Furnished lettings: wear & tear allowance: 2011-12 to 2015-16
This legislation applies to tax years 2011-12 to 2015-16 (inclusive) for income tax payers and for accounting periods commencing on or after 1 April 2011 to 31 March 2016 for corporation tax payers. For corporation tax payers there are transitional arrangements for accounting periods which began before 1 April 2016 and end on or after that date (a straddling period).
Landlords could elect to deduct a wear and tear allowance as an expense of their property business.
This election meant that instead of claiming relief for replacing utensils, or repairing furniture, the landlord deducted an allowance calculated as a percentage of rents received.
The option to elect for a wear and tear allowance was only available for lettings of furnished dwelling houses.
The term “dwelling-house” takes its everyday meaning which is set out in the Capital allowances manual at CA11520.
To qualify as a furnished residential letting the property had to be a dwelling house that was let with sufficient furniture, furnishings and equipment for normal residential use.
Where a furnished dwelling house was sublet, only one landlord in the chain could claim the wear and tear allowance. This was the first landlord in the chain who was eligible to claim the relief.

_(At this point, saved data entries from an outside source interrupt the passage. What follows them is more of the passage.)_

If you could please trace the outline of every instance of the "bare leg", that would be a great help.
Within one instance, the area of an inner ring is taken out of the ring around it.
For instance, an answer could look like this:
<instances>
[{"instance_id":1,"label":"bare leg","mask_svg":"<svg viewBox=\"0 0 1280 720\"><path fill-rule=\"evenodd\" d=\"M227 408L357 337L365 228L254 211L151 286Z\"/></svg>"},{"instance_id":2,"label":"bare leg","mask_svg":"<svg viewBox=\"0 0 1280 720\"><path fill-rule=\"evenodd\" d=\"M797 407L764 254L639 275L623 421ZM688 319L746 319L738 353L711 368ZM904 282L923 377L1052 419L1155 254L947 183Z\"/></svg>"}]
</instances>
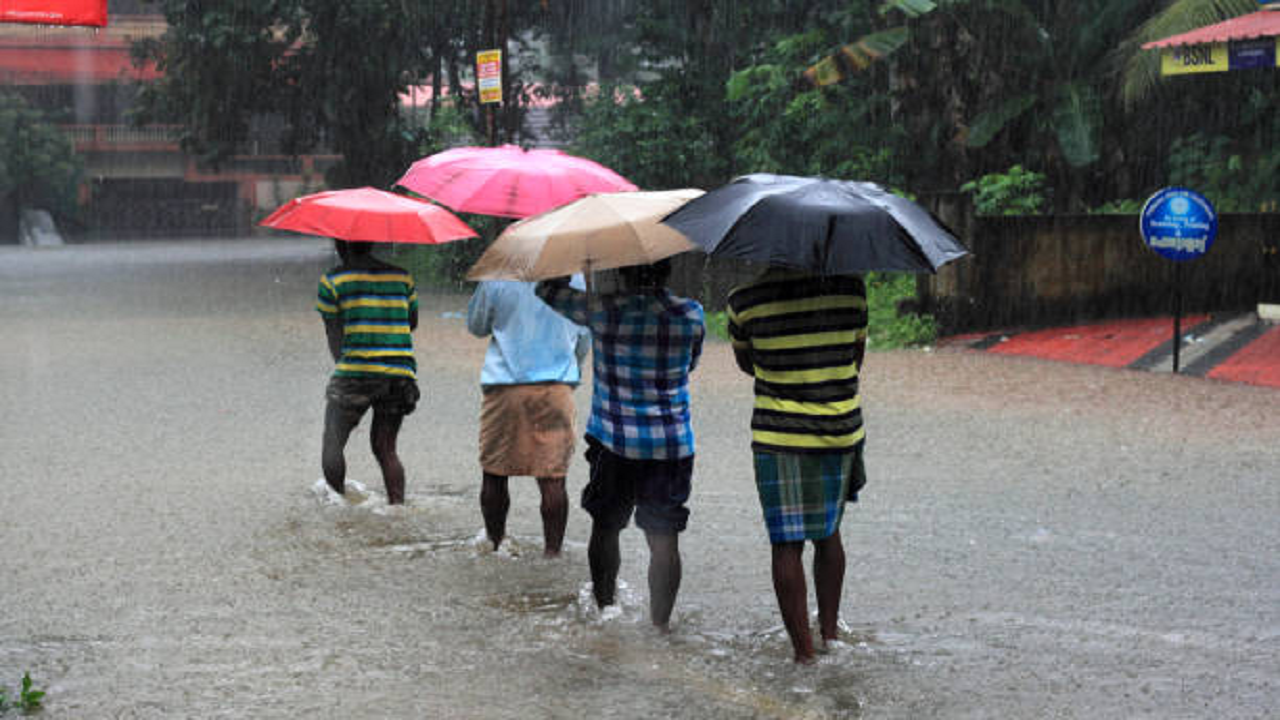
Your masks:
<instances>
[{"instance_id":1,"label":"bare leg","mask_svg":"<svg viewBox=\"0 0 1280 720\"><path fill-rule=\"evenodd\" d=\"M680 592L680 536L646 532L649 541L649 618L664 632Z\"/></svg>"},{"instance_id":2,"label":"bare leg","mask_svg":"<svg viewBox=\"0 0 1280 720\"><path fill-rule=\"evenodd\" d=\"M507 511L511 509L511 493L506 475L485 473L480 484L480 514L484 515L484 532L497 550L507 536Z\"/></svg>"},{"instance_id":3,"label":"bare leg","mask_svg":"<svg viewBox=\"0 0 1280 720\"><path fill-rule=\"evenodd\" d=\"M844 590L844 543L839 530L813 543L813 585L818 595L822 640L835 640L840 629L840 593Z\"/></svg>"},{"instance_id":4,"label":"bare leg","mask_svg":"<svg viewBox=\"0 0 1280 720\"><path fill-rule=\"evenodd\" d=\"M587 563L591 566L591 588L596 596L596 606L612 605L618 590L618 568L622 565L622 553L618 548L621 529L606 530L598 524L591 525L591 541L587 544Z\"/></svg>"},{"instance_id":5,"label":"bare leg","mask_svg":"<svg viewBox=\"0 0 1280 720\"><path fill-rule=\"evenodd\" d=\"M382 468L382 482L387 487L388 505L404 502L404 466L400 464L400 456L396 454L396 438L400 435L400 423L403 421L403 415L375 411L373 426L369 429L369 444L373 447L378 467Z\"/></svg>"},{"instance_id":6,"label":"bare leg","mask_svg":"<svg viewBox=\"0 0 1280 720\"><path fill-rule=\"evenodd\" d=\"M803 542L777 543L773 546L773 592L778 596L782 624L791 637L795 661L814 661L813 636L809 634L808 587L804 580Z\"/></svg>"},{"instance_id":7,"label":"bare leg","mask_svg":"<svg viewBox=\"0 0 1280 720\"><path fill-rule=\"evenodd\" d=\"M569 524L569 493L562 477L538 478L538 489L542 491L542 554L559 557L564 529Z\"/></svg>"},{"instance_id":8,"label":"bare leg","mask_svg":"<svg viewBox=\"0 0 1280 720\"><path fill-rule=\"evenodd\" d=\"M320 450L320 467L324 470L324 480L339 495L346 491L347 459L344 451L351 431L360 423L357 416L354 420L350 414L334 403L328 403L324 409L324 441Z\"/></svg>"}]
</instances>

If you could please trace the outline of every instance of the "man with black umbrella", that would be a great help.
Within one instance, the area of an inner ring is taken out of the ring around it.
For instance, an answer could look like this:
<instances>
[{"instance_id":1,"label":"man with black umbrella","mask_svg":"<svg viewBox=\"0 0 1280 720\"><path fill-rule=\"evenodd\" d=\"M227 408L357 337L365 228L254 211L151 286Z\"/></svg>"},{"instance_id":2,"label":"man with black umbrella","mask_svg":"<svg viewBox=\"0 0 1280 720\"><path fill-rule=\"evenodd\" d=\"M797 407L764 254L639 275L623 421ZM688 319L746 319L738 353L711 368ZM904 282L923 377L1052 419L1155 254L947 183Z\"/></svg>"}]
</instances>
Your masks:
<instances>
[{"instance_id":1,"label":"man with black umbrella","mask_svg":"<svg viewBox=\"0 0 1280 720\"><path fill-rule=\"evenodd\" d=\"M858 377L867 342L860 276L774 267L729 296L734 358L755 378L751 447L773 545L773 588L797 663L814 662L805 542L822 644L836 639L845 556L840 521L865 483Z\"/></svg>"}]
</instances>

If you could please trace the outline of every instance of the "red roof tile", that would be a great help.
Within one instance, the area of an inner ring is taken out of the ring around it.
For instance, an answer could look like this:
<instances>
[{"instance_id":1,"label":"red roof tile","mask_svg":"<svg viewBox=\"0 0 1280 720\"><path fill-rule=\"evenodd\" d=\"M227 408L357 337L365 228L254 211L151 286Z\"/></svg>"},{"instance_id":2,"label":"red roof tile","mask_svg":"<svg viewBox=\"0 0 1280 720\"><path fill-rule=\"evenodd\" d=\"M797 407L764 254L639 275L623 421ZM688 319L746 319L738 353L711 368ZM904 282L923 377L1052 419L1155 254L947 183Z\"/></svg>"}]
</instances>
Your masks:
<instances>
[{"instance_id":1,"label":"red roof tile","mask_svg":"<svg viewBox=\"0 0 1280 720\"><path fill-rule=\"evenodd\" d=\"M1142 49L1151 50L1152 48L1200 45L1276 36L1280 36L1280 10L1259 10L1248 15L1231 18L1216 25L1197 28L1163 40L1149 42L1143 45Z\"/></svg>"}]
</instances>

A lets a property to B, complete with fully fitted kitchen, carpets and curtains. In turn B installs sufficient beds, chairs, tables and other equipment to allow normal residential use and lets the property as student accommodation.
B could make a wear and tear allowance election as A did not let the property with sufficient furnishings so as to allow “normal residential use”.
C lets a property to D. The property is let complete with furniture and equipment. In turn D sublets the property to an employee who can simply move in as there are sufficient beds, chairs, tables and other equipment to allow normal residential use.
D could not make a wear and tear allowance election as C let the property to D complete with sufficient furnishings so as to allow “normal residential use”.
Calculation of wear and tear allowance
The wear and tear allowance is 10% of the “relevant rental amount”.
The “relevant rental amount” is:
the receipts from furnished residential lettings recognised in arriving at the profits for the period; less
any expenses that would normally be borne by the tenant
The receipts include the taxable element of any lease premium or reverse premium received (see PIM1200 onwards).
If the landlord pays any expenses that would normally be borne by the tenant, then these are deducted from the receipts to arrive at the relevant rental amount. The type of expense that would fall to be deducted include the utilities bills (gas, water, electricity), council tax or, in Northern Ireland, domestic rates.
The 10% is calculated only on the net rent from furnished lettings. Any rent from unfurnished lettings is excluded from the calculation as are any expenses from these lettings that would normally be borne by the tenant.
What the 10% wear and tear allowance covers
The 10% wear and tear allowance covers things like:
movable furniture or furnishings, such as beds or sofas,
fridges and freezers,
carpets and floor-coverings,
crockery or cutlery,
beds and other furniture.
This list is not intended to be complete but gives an idea of the assets the wear and tear allowance covers.
What the 10% wear and tear allowance does not cover
The wear and tear allowance relates to the additional furniture and fittings that make it a furnished letting. It does not apply to the fixtures that are an integral part of the buildings.
Fixtures integral to the building are those that are not normally removed by either tenant or owner if the property is vacated or sold. Examples include:
This list is not intended to be complete but gives an idea of the assets that are integral to the building and fall outside the wear and tear allowance.
As these items are integral to the building, the cost of replacing these items is normally an allowable expense as a repair to the building.
Guidance on when replacing an item is a repair to a larger entirety can be found in the Business Income Manual at BIM46900 onwards
Claiming wear and tear allowance
Wear and tear allowances was claimed by an election. An election had to be made for each tax year or accounting period.
The legislation does not specify any particular form for the election. HMRC accept the entry of a sum including the wear and tear allowance in the appropriate box on the SA/CTSA return as sufficient notice of election.
Income Tax payers
An election for wear and tear allowance has to be made on or before the first anniversary of the normal self-assessment filing date for that year.
Corporation Tax payers
An election for wear and tear allowance has to be made within two years from the end of the accounting period.